Usually, they must protect not only personnel but also instruments even more sensitive to radiation than people.
Shielding doors usually are much thicker and heavier than ordinary doors, because density is an important factor in barring radiation. Generally, these specialpurpose doors are made of steel plates, steel-sheathed lead, or concrete. To reduce thickness, concrete doors may be made of medium-heavy (240 lb / ft2) or heavy (300 lb / ft3) concrete, often made with iron-ore aggregate.
The heavy doors usually are operated hydraulically or by electric motor. Provision must be made, however, for manual operation if the mechanism should break down.

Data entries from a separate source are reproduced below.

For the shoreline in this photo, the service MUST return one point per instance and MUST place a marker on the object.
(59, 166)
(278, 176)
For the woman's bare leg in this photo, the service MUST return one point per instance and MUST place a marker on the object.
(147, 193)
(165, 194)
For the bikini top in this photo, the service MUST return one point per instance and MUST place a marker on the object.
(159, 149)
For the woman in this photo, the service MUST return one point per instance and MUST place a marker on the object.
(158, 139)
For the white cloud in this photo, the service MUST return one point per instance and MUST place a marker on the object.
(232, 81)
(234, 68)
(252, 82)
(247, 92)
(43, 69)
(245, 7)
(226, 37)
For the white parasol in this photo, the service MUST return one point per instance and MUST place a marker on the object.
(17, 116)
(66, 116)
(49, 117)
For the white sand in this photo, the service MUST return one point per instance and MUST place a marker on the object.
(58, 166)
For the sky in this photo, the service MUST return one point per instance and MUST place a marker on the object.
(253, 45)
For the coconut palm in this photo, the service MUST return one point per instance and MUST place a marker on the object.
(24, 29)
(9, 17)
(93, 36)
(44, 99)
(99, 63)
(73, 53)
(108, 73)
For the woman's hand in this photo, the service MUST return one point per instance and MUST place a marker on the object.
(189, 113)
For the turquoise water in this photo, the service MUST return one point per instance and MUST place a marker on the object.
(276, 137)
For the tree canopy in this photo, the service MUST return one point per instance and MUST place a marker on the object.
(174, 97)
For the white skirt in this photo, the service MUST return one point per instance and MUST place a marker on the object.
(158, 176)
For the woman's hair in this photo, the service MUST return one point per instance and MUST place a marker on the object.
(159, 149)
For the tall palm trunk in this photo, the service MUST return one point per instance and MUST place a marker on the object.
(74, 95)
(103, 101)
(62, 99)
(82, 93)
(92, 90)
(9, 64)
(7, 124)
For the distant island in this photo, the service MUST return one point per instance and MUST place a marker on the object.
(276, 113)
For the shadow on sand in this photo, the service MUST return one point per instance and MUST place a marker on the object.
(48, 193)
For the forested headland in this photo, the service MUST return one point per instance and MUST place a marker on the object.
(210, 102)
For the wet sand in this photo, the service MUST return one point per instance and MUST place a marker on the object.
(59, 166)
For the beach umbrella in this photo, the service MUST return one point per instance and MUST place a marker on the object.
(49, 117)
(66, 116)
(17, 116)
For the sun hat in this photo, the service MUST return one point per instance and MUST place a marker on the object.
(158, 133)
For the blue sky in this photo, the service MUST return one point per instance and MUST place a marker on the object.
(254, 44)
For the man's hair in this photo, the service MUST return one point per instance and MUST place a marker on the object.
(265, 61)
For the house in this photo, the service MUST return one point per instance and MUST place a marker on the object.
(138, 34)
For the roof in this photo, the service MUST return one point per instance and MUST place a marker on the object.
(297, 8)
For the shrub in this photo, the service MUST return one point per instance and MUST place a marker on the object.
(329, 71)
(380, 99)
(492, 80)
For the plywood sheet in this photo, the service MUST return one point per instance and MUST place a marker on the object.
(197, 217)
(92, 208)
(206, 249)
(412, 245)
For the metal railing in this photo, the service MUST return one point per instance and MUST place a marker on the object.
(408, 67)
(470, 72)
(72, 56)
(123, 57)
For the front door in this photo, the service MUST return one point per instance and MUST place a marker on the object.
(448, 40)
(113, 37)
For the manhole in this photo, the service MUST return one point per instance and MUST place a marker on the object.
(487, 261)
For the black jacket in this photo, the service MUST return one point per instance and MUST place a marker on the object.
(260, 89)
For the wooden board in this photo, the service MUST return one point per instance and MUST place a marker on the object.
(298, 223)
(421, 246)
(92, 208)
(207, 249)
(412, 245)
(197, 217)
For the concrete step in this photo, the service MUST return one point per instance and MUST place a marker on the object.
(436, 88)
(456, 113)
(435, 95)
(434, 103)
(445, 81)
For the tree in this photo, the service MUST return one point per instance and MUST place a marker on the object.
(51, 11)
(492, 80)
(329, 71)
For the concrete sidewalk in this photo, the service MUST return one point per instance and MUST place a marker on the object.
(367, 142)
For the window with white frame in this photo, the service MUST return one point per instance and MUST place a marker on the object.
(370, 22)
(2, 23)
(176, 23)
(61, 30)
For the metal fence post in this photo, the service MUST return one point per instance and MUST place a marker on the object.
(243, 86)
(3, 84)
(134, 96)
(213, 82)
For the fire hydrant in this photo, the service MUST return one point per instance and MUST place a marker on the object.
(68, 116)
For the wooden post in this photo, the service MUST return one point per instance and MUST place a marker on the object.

Common types of shielding doors include hinged, plug, and overlap. The hinged type is similar to a bank vault swinging door. The plug type, flush with the walls when closed, may roll on floor-mounted tracks or hang from rails. Overlap doors, surface-mounted, also may roll or hang from rails. In addition, vertical-lift doors sometimes are used.
BUILDERS HARDWARE
Hardware is a general term covering a wide variety of fastenings and devices for operating or controlling the operation of movable building components, such as doors and windows. By common usage, the term builders hardware generally covers only finishing hardware, but some rough hardware is discussed in this section.

In point of cost, the finishing hardware for a building represents a relatively small part of the finished structure. But the judicious selection of suitable items of hardware for all the many conditions encountered in construction and use of any building can mean a great deal over the years in lessened installation and maintenance costs and general satisfaction.
To make the best selection of hardware requires some knowledge of the various alternates available and the operating features afforded by each type. In this section, pertinent points relating to selecting, ordering, and installing some of the more commonly used builders hardware items are discussed briefly.